On tient certainement l'un des paris les plus fous de cette année: réussir à transposer au cinéma Le Parfum, le roman réputé inadaptable de Patrick Süskind, qui, par la grâce d'un style littéraire affûté et précis, conférait une odeur singulière à chacun de ses mots et racontait de manière éminemment limpide le parcours atypique de Jean-Baptiste Grenouille, l'homme qui "compta parmi les personnages les plus géniaux et les plus horribles de son époque". Après de multiples hésitations, le choix du réalisateur s'est finalement porté sur Tom Tykwer (Heaven). Contre toute attente, alors que le projet aurait pu courir à la catastrophe, le réalisateur allemand réussit son projet casse-gueule et signe une adaptation très fidèle qui, si elle n'est pas exempte de défauts, impressionne par sa démesure baroque, son audace courageuse et son lyrisme flamboyant.

LE PARFUM : HISTOIRE D'UN MEURTRIER
Réalisé par Tom Tykwer
Avec Ben Whishaw, Dustin Hoffman, Alan Rickman...
Date de sortie: 4 octobre 2006

Né en 1744, Jean-Baptiste Grenouille, enfant solitaire et malade, devient un être à part grâce à un don: son odorat. Dès sa naissance, il n'a pas d'autre passion que les odeurs. Un jour, alors qu'il nageait dans la misère absolue, il parvient à se faire embaucher comme apprenti chez les maîtres parfumeurs de la capitale et découvre les secrets de la fabrication des parfums. Dans sa quête, Grenouille devient attiré par le parfum naturel des jeunes filles. La fascination n'aura pas de limites...

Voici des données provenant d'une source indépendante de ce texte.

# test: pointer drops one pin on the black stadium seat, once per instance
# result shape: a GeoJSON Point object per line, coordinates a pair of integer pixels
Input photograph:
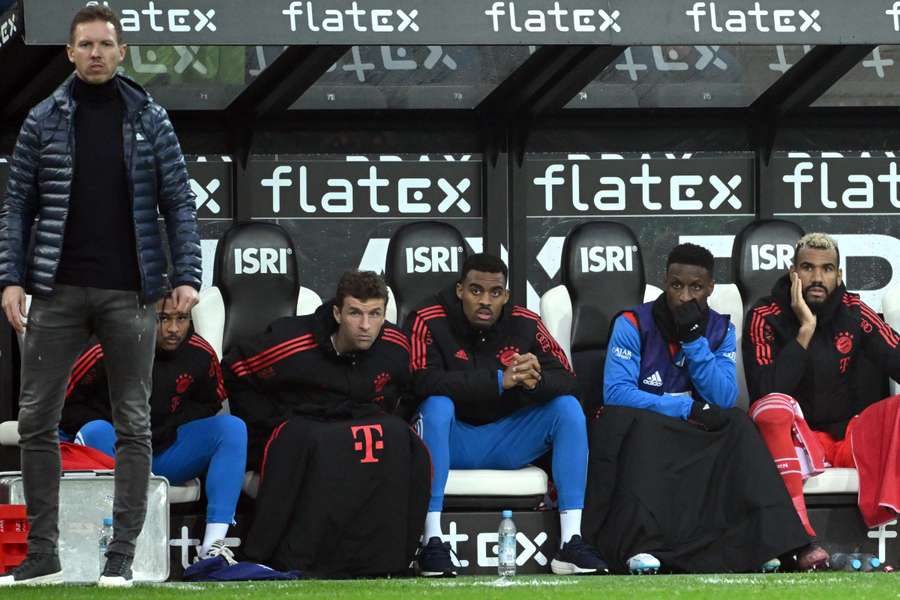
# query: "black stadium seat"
{"type": "Point", "coordinates": [256, 271]}
{"type": "Point", "coordinates": [602, 274]}
{"type": "Point", "coordinates": [255, 281]}
{"type": "Point", "coordinates": [422, 258]}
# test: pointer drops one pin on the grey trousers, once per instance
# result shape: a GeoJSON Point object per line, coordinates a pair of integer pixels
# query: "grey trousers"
{"type": "Point", "coordinates": [58, 330]}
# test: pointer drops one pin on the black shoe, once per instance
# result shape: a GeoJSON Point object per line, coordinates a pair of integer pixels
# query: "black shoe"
{"type": "Point", "coordinates": [434, 559]}
{"type": "Point", "coordinates": [117, 572]}
{"type": "Point", "coordinates": [578, 558]}
{"type": "Point", "coordinates": [36, 569]}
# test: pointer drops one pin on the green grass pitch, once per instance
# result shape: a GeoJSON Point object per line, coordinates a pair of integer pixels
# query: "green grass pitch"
{"type": "Point", "coordinates": [819, 586]}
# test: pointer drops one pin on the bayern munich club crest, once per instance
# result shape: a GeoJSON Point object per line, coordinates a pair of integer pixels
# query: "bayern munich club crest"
{"type": "Point", "coordinates": [843, 341]}
{"type": "Point", "coordinates": [381, 380]}
{"type": "Point", "coordinates": [506, 354]}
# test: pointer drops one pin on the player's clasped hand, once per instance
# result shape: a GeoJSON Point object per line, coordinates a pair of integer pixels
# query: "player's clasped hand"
{"type": "Point", "coordinates": [525, 371]}
{"type": "Point", "coordinates": [14, 307]}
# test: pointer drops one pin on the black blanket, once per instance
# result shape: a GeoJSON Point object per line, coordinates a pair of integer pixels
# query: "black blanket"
{"type": "Point", "coordinates": [339, 501]}
{"type": "Point", "coordinates": [701, 502]}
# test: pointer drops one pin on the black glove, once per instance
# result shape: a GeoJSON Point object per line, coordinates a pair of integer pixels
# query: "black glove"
{"type": "Point", "coordinates": [688, 322]}
{"type": "Point", "coordinates": [707, 415]}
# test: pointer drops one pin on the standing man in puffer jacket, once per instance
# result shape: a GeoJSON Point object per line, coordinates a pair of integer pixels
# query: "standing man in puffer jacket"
{"type": "Point", "coordinates": [95, 163]}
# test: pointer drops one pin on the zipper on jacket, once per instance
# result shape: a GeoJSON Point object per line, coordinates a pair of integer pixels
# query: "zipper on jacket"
{"type": "Point", "coordinates": [142, 293]}
{"type": "Point", "coordinates": [70, 140]}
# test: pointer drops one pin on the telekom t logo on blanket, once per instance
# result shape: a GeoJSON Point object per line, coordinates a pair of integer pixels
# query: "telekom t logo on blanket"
{"type": "Point", "coordinates": [369, 442]}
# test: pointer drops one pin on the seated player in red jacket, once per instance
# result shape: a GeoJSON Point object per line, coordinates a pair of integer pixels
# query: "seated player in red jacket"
{"type": "Point", "coordinates": [802, 347]}
{"type": "Point", "coordinates": [344, 483]}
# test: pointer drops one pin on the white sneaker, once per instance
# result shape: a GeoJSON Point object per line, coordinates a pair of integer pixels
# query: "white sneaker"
{"type": "Point", "coordinates": [218, 548]}
{"type": "Point", "coordinates": [643, 564]}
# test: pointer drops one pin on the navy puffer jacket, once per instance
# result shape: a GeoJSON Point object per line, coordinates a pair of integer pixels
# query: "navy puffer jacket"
{"type": "Point", "coordinates": [40, 181]}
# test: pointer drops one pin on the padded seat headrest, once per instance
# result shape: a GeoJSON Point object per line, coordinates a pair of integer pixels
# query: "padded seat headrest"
{"type": "Point", "coordinates": [256, 271]}
{"type": "Point", "coordinates": [762, 253]}
{"type": "Point", "coordinates": [604, 273]}
{"type": "Point", "coordinates": [423, 258]}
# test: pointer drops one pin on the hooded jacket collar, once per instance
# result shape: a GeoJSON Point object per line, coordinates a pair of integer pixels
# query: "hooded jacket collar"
{"type": "Point", "coordinates": [134, 97]}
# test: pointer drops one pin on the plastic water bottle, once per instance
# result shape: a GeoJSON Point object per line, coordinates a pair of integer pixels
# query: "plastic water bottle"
{"type": "Point", "coordinates": [506, 545]}
{"type": "Point", "coordinates": [844, 562]}
{"type": "Point", "coordinates": [104, 539]}
{"type": "Point", "coordinates": [869, 562]}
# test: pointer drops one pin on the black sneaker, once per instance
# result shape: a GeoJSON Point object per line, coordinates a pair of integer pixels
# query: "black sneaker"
{"type": "Point", "coordinates": [117, 572]}
{"type": "Point", "coordinates": [36, 569]}
{"type": "Point", "coordinates": [578, 558]}
{"type": "Point", "coordinates": [434, 559]}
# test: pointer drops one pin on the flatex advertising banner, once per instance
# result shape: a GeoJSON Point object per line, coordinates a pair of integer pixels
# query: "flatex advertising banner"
{"type": "Point", "coordinates": [9, 25]}
{"type": "Point", "coordinates": [423, 22]}
{"type": "Point", "coordinates": [854, 196]}
{"type": "Point", "coordinates": [341, 211]}
{"type": "Point", "coordinates": [665, 199]}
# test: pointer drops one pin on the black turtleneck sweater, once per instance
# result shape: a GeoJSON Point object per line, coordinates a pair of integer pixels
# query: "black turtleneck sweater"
{"type": "Point", "coordinates": [99, 248]}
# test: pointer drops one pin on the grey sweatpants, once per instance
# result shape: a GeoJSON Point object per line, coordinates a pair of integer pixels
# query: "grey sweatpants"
{"type": "Point", "coordinates": [58, 330]}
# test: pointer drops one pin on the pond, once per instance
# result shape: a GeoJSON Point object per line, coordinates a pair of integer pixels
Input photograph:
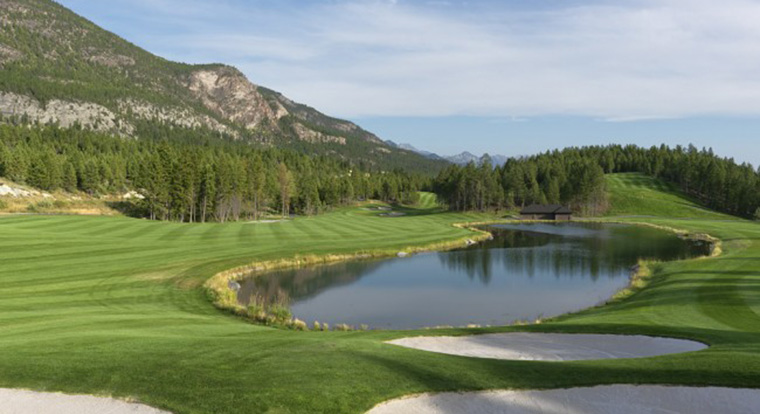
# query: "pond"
{"type": "Point", "coordinates": [527, 271]}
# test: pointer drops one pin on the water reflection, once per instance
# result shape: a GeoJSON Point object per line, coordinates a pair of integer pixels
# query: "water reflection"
{"type": "Point", "coordinates": [527, 270]}
{"type": "Point", "coordinates": [565, 250]}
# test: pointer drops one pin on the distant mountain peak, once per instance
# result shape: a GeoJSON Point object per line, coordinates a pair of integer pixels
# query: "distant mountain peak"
{"type": "Point", "coordinates": [115, 87]}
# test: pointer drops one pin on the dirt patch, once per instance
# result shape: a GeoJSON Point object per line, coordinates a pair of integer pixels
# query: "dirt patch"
{"type": "Point", "coordinates": [550, 347]}
{"type": "Point", "coordinates": [23, 401]}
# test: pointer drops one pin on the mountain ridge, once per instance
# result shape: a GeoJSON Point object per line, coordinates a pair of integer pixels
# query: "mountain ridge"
{"type": "Point", "coordinates": [462, 158]}
{"type": "Point", "coordinates": [57, 67]}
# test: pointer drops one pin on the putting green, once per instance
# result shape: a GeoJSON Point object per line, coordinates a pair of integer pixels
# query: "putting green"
{"type": "Point", "coordinates": [114, 306]}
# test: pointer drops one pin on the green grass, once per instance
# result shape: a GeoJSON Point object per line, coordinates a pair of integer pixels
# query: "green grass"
{"type": "Point", "coordinates": [638, 194]}
{"type": "Point", "coordinates": [113, 306]}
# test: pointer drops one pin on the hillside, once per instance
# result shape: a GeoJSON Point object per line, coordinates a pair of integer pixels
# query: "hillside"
{"type": "Point", "coordinates": [633, 194]}
{"type": "Point", "coordinates": [60, 68]}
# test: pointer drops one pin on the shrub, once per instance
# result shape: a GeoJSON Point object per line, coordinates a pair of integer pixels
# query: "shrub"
{"type": "Point", "coordinates": [280, 313]}
{"type": "Point", "coordinates": [299, 325]}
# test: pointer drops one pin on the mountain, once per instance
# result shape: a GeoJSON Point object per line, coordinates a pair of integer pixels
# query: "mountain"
{"type": "Point", "coordinates": [59, 68]}
{"type": "Point", "coordinates": [461, 159]}
{"type": "Point", "coordinates": [464, 158]}
{"type": "Point", "coordinates": [410, 147]}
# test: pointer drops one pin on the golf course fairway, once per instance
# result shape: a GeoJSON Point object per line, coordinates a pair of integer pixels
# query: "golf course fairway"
{"type": "Point", "coordinates": [113, 306]}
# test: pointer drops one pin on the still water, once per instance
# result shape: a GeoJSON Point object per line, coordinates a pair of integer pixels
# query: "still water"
{"type": "Point", "coordinates": [527, 271]}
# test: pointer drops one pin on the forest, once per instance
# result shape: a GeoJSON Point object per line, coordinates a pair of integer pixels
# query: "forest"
{"type": "Point", "coordinates": [191, 176]}
{"type": "Point", "coordinates": [194, 178]}
{"type": "Point", "coordinates": [575, 177]}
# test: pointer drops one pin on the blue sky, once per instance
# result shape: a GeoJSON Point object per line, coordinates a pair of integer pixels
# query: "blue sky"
{"type": "Point", "coordinates": [511, 77]}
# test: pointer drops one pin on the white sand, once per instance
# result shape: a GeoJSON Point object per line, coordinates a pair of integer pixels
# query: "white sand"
{"type": "Point", "coordinates": [611, 399]}
{"type": "Point", "coordinates": [550, 347]}
{"type": "Point", "coordinates": [31, 402]}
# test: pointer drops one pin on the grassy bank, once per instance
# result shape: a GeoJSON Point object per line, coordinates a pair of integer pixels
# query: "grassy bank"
{"type": "Point", "coordinates": [116, 306]}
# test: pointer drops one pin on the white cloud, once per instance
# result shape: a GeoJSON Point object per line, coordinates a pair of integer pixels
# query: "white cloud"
{"type": "Point", "coordinates": [641, 59]}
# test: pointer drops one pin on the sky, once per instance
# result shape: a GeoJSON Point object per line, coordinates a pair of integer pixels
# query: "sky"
{"type": "Point", "coordinates": [510, 77]}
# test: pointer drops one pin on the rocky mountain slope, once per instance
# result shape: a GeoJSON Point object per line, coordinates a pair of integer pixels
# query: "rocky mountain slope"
{"type": "Point", "coordinates": [59, 68]}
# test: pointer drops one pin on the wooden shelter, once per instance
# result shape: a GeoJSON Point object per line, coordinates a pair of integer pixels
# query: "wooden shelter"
{"type": "Point", "coordinates": [546, 212]}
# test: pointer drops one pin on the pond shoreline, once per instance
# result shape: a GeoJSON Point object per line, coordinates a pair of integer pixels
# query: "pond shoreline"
{"type": "Point", "coordinates": [220, 288]}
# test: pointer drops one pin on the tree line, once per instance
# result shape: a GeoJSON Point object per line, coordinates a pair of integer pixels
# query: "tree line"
{"type": "Point", "coordinates": [194, 179]}
{"type": "Point", "coordinates": [575, 177]}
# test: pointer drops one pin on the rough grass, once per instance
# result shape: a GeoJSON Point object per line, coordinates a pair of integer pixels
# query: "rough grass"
{"type": "Point", "coordinates": [641, 195]}
{"type": "Point", "coordinates": [115, 306]}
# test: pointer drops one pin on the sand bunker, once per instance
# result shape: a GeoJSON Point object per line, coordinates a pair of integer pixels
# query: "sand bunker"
{"type": "Point", "coordinates": [612, 399]}
{"type": "Point", "coordinates": [27, 402]}
{"type": "Point", "coordinates": [550, 347]}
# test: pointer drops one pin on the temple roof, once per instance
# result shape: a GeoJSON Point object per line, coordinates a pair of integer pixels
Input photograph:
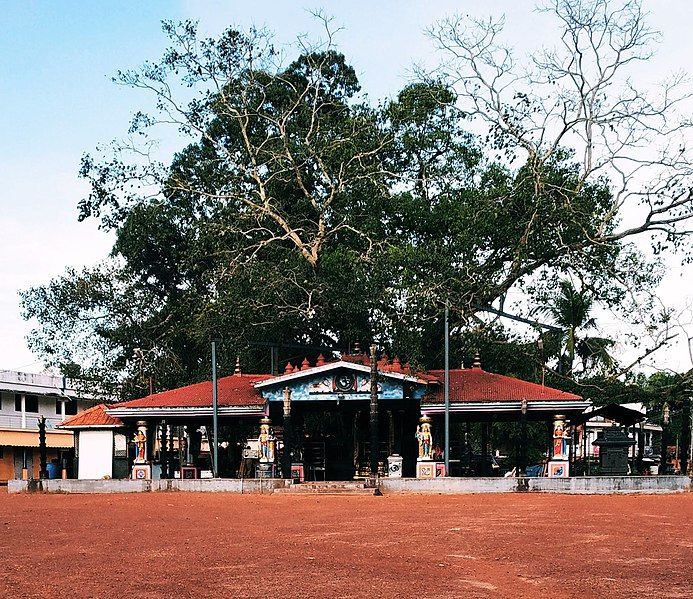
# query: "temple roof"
{"type": "Point", "coordinates": [467, 385]}
{"type": "Point", "coordinates": [95, 417]}
{"type": "Point", "coordinates": [471, 385]}
{"type": "Point", "coordinates": [330, 366]}
{"type": "Point", "coordinates": [235, 390]}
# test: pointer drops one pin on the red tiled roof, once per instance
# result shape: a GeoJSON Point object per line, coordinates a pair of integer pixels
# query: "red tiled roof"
{"type": "Point", "coordinates": [234, 390]}
{"type": "Point", "coordinates": [95, 416]}
{"type": "Point", "coordinates": [477, 385]}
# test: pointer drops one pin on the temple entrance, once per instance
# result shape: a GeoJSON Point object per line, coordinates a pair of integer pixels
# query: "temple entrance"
{"type": "Point", "coordinates": [333, 441]}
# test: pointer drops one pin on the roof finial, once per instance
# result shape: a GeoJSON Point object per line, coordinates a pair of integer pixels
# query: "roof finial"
{"type": "Point", "coordinates": [477, 360]}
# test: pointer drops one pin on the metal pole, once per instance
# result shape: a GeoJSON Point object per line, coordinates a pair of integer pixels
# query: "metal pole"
{"type": "Point", "coordinates": [288, 435]}
{"type": "Point", "coordinates": [685, 435]}
{"type": "Point", "coordinates": [447, 391]}
{"type": "Point", "coordinates": [374, 417]}
{"type": "Point", "coordinates": [215, 410]}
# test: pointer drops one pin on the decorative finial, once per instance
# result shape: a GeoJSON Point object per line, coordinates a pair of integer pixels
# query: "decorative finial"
{"type": "Point", "coordinates": [477, 360]}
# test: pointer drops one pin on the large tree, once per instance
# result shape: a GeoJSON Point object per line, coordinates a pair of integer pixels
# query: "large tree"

La substance du roman de Patrick Süskind, considéré à juste titre comme un chef-d'oeuvre, était suffisamment riche et robuste pour éviter les modifications hasardeuses lors du travail d'adaptation au grand écran. Le seul inconvénient venait du metteur en scène qui, s'il ne maîtrisait pas l'essence du roman, pouvait se contenter d'un travail d'illustrateur et passer à côté de la complexité du récit. Pendant longtemps, l'idée a germé dans l'esprit de bon nombre de réalisateurs (Stanley Kubrick, Ridley Scott, Tim Burton, Milos Forman, Martin Scorsese) qui se sont tous cassés les dents sans réussir à l'adapter parce que les droits étaient bloqués ou à produire un résultat potentiellement convenable. En fin de compte, le formaliste Tom Tykwer (Cours, Lola, Cours), réputé pour ses intrigues échevelées et ses effets visuels détonants, se révèle un choix adéquat parce que le défi devient double. Grâce à un scénario substantiel, il a l'occasion de faire taire tout ceux qui ne voient en ses films que des clips esthétisants qui privilégient la forme au fond. Après avoir repris à sa sauce une partie de la trilogie que Kieslowski n'a jamais pu concrétiser (l'aérien Heaven et son plan final majestueux), Tykwer s'attaque encore une fois à du lourd et réussit une sorte de miracle en captant, par des moyens souvent virtuoses mais peu économes, la nature même du roman.
Incontestablement, le film ne laissera pas la même empreinte que le roman tout simplement parce que là où Süskind était subtil dans ses descriptions, Tykwer a recours à une surenchère qui peut indisposer ceux qui auraient préféré de la sobriété. On risque également de lui reprocher son aspect baroque avec des effets visuels trop modernes qui au premier regard ne conviennent pas pour une action censée se dérouler il y a trois siècles. Mais c'est la démarche intègre d'un cinéaste qui apporte sa vision des événements sans trahir l'esprit originel: c'est sa façon à lui de composer une oeuvre à la fois contemplative et instinctive, sensorielle et dérangeante. L'autre détail qui peut choquer vient du choix de l'acteur qui ne correspond pas au portrait que Süskind faisait de Jean-Baptiste Grenouille, c'est-à-dire laid et repoussant. Une nouvelle fois, le réalisateur a choisi un acteur au visage angélique parce que c'est ainsi qu'il le concevait en ayant lu le roman. Il prend le parti selon lequel l'aspect inquiétant du personnage Grenouille est davantage reflété par son rapport aux autres que par son physique disgracieux.